At BC West, we fish two sections of river during our steelhead season. They’re separated by the Dean River Canyon – that steep half-mile stretch of drops and small pools that has a lot to do with the strength, power and stamina of our anadromous species.
We call the river below the canyon the ‘Lower Dean’ and our piece of water from the canyon to 5 Mile the ‘Upper Dean’ (even though our Upper Dean is much closer to the salt that the water above that many anglers spend time on).
Today we learn a bit about the Lower Dean.
Below the canyon, the Dean is big! It’s characterized by long, broad runs– it takes an hour or two to fish through most of named runs on the Lower Dean.
In general, fish below the canyon aren’t holding– they’re moving through That means a couple of things. First, the fishing can be streaky, mostly to the positive. Fish tend to enter the river in pods, so after a quiet few hours, you might hit a group of fish pushing through and experience some pretty fast-paced action. Second, since the fish tend to be moving, there’s no harm in fishing a good piece of water multiple times – your second time through, you may just be showing your fly to a new batch of fish.

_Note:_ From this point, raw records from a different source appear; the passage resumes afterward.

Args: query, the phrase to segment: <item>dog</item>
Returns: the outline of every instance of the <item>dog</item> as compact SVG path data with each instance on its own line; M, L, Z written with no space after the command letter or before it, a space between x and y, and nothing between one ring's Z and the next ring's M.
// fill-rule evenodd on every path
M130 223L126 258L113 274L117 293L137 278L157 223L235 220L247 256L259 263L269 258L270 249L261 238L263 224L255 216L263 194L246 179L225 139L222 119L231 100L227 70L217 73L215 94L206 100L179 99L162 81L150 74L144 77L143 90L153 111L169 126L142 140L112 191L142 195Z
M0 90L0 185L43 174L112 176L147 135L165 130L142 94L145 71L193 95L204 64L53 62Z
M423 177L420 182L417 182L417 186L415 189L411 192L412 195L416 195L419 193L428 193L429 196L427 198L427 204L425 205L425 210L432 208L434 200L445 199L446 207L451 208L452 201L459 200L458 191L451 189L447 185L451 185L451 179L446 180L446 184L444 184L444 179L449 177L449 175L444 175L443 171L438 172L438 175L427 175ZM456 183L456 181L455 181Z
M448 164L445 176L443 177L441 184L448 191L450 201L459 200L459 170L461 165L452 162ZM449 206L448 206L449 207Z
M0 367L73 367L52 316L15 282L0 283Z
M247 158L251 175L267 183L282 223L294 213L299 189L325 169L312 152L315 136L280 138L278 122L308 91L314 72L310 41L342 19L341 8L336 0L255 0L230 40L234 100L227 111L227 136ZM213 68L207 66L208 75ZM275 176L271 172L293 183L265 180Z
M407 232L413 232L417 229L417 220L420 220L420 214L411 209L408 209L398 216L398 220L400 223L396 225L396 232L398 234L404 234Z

The runs are big and broad, but there’s a fair amount of variety. Eagle’s Nest is a slow, deep run filled with boulders. Bill’s Run is the inside bend of a big gravel bar– hundreds of yards of classic swinging water. The legendary Tony’s Run (gone for a few years, back as of 2008) is so fast that you might overlook it if not told it was there, and it’s one of the most productive pieces of water on the river. Archaeological is slow. Instant Backing was named for good reason– another ripping fast piece of water that spits fish. On Lower Tidal you’re swinging your fly right out of the mouth of the Dean. Get the picture? Lots of different types of runs, and they all hold fish.
Anglers head to the Dean for hot, bright fish, and you’re more likely to find them on the Lower Dean below the canyon, less than a couple miles from the salt, than anywhere else on the river.